PwC Adds Two Independent Directors to its Board

JUNE 22, 2017  RECENT DEVELOPMENTS

According to the Wall Street Journal, PwC recently added two (2) independent directors to the partnership's governing board, a move that has been encouraged in regulatory circles but is not required in the US.  PwC, which indicated they are adding outside directors as a means to improve governance of the firm (for example, by providing additional perspectives and diversity to the Board), is the first Big 4 accounting firm to do so. 

The article indicated, 'In 2008, a Treasury Department advisory committee on auditing said such a move “could improve investor protection through enhanced audit quality and firm transparency”' and also noted that Steve Harris, a member of the Public Company Accounting Oversight Board, advocated the idea in a speech last month, saying independent directors represent “basic sound governance practice.” 

I applaud the move and am sure others will as well - 

SEC to Re-evaluate Loan Rule

JUNE 17, 2017   RECENT DEVELOPMENTS

In comments made before the 2017 SEC/NASAA Annual Section 19(d) Conference, SEC Commissioner Michael Piwowar stated that as Acting Chairman he had directed the SEC staff to re-examine the independence rules on lending relationships, which deem that loans between the firm and its audit client and certain "related" entities impair independence.  The rule, he said, includes loans from entities holding more than 10% of an audit client's securities, which may have no bearing on the auditor's objectivity if the entity cannot exercise influence over the shares.
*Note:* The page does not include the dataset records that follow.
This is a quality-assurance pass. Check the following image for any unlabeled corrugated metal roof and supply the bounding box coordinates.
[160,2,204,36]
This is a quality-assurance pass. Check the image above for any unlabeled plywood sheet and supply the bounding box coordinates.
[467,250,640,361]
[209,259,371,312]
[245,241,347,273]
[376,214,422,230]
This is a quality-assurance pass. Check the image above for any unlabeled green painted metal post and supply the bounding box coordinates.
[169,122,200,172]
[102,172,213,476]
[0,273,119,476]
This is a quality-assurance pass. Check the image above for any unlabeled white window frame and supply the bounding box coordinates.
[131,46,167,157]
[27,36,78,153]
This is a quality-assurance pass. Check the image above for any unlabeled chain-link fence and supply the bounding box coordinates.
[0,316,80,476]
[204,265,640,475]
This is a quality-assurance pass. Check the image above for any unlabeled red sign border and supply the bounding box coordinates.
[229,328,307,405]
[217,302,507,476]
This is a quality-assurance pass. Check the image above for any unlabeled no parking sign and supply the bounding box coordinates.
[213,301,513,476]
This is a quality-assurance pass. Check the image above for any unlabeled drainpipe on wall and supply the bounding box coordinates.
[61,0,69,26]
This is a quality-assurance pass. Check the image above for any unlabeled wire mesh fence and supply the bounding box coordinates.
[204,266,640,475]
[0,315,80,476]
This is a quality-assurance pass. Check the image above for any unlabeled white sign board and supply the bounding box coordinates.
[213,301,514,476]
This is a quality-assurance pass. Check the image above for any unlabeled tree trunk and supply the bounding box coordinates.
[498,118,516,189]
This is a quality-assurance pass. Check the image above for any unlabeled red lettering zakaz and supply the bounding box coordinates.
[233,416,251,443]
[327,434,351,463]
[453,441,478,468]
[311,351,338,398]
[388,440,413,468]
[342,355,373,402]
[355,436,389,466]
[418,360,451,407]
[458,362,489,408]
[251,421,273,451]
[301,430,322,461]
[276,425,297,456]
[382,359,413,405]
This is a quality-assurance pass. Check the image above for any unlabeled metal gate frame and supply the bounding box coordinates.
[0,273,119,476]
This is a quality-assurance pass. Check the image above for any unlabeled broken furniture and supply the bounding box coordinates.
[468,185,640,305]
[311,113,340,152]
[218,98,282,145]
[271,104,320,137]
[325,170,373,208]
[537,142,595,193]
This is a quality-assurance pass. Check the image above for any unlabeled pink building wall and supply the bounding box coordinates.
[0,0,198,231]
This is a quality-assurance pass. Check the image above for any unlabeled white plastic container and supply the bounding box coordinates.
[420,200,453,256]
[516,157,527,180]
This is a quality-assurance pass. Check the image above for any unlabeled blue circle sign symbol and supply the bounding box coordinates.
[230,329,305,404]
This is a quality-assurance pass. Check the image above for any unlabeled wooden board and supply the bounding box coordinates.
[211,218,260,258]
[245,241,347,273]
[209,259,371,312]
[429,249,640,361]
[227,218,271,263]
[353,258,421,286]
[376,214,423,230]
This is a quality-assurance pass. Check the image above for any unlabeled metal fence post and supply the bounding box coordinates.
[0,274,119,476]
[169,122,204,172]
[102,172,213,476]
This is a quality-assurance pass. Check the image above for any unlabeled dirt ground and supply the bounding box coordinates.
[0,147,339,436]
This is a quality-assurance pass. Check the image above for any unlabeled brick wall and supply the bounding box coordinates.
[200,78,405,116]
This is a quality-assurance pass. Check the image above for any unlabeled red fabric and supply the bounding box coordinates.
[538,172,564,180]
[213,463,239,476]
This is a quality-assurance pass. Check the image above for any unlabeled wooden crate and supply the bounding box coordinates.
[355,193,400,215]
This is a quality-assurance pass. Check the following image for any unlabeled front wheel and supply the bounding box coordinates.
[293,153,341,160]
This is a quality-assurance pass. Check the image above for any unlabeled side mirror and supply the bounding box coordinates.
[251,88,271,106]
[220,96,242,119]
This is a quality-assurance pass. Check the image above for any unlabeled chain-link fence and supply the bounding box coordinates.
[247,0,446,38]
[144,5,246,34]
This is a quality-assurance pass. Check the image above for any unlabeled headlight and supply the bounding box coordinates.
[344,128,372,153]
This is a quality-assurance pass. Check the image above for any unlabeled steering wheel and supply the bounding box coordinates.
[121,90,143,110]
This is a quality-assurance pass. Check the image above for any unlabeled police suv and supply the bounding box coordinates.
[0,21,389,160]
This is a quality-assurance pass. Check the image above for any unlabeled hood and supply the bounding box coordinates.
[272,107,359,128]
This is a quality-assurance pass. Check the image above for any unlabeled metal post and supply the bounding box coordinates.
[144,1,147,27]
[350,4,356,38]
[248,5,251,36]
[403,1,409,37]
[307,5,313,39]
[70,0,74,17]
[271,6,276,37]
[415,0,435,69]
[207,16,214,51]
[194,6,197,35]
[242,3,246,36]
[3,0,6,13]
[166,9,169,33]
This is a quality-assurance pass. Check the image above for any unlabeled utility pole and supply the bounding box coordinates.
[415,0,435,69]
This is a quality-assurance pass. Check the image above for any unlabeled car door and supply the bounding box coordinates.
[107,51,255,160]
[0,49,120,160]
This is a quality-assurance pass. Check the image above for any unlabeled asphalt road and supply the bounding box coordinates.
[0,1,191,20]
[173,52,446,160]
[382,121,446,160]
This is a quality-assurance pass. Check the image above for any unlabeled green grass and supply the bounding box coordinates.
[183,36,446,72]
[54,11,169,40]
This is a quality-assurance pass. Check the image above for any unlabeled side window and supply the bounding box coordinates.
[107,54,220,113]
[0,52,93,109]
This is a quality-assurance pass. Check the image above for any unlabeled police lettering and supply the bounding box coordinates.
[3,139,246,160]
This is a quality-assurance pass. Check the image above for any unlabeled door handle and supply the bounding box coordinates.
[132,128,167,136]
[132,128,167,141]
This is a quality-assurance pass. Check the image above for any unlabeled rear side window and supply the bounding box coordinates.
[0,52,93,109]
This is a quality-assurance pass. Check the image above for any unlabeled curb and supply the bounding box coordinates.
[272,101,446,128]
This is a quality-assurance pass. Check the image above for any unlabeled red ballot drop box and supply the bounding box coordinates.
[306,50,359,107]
Suggesting that the situation creates undue compliance burdens, particularly in the asset management industry which often holds securities for customers without beneficial ownership, he said regulators should ensure that the rules function as intended and in an efficient and effective manner.  The SEC Staff addressed the matter in a "no action" letter to Fidelity Management and Research Co. issued almost one year ago, a temporary fix set to expire 18 months from the date of the letter. 

Can We Please Remember Who "the Client" is?

JUNE 13, 2017  POINT OF VIEW / RECENT DEVELOPMENTS

An article in Accounting Today ("Auditor Rotation Rules Could Lead to Dissatisfied Clients") about audit firm rotation indicates that a poll by U.K.-based Source Global Research found that two-thirds of senior executives were dissatisfied 2 years after they switched auditors. Having spent much of my career debating independence in the audit profession, I am dumbfounded that some still do not know for whom an audit is performed. And no matter how many times regulators remind auditors that the independent audit is performed for the benefit of shareholders -- aka "the client" -- we just don't seem to get it. 

A quote in the article even states that "changing auditors is designed to increase client satisfaction.." which, unless "client" means the company's shareholders, does not hold water. The purpose of audit firm rotation, plain and simple, is to remove the familiarity threat that can take hold when a firm audits the same client for many years and enhance independence.  We do have partner rotation in this country for public companies and that alleviates the same threat, so I am not proposing or opposing firm rotation.  I just wish we as a profession could keep our heads in the right place when it comes to the auditor / client relationship and acknowledge that: (1) shareholders come first, and (2) management is not king, despite the way our public company audit system is currently structured. 

Lest we want to move to a government audit model, which (sadly) I'm not convinced I won't see in my lifetime.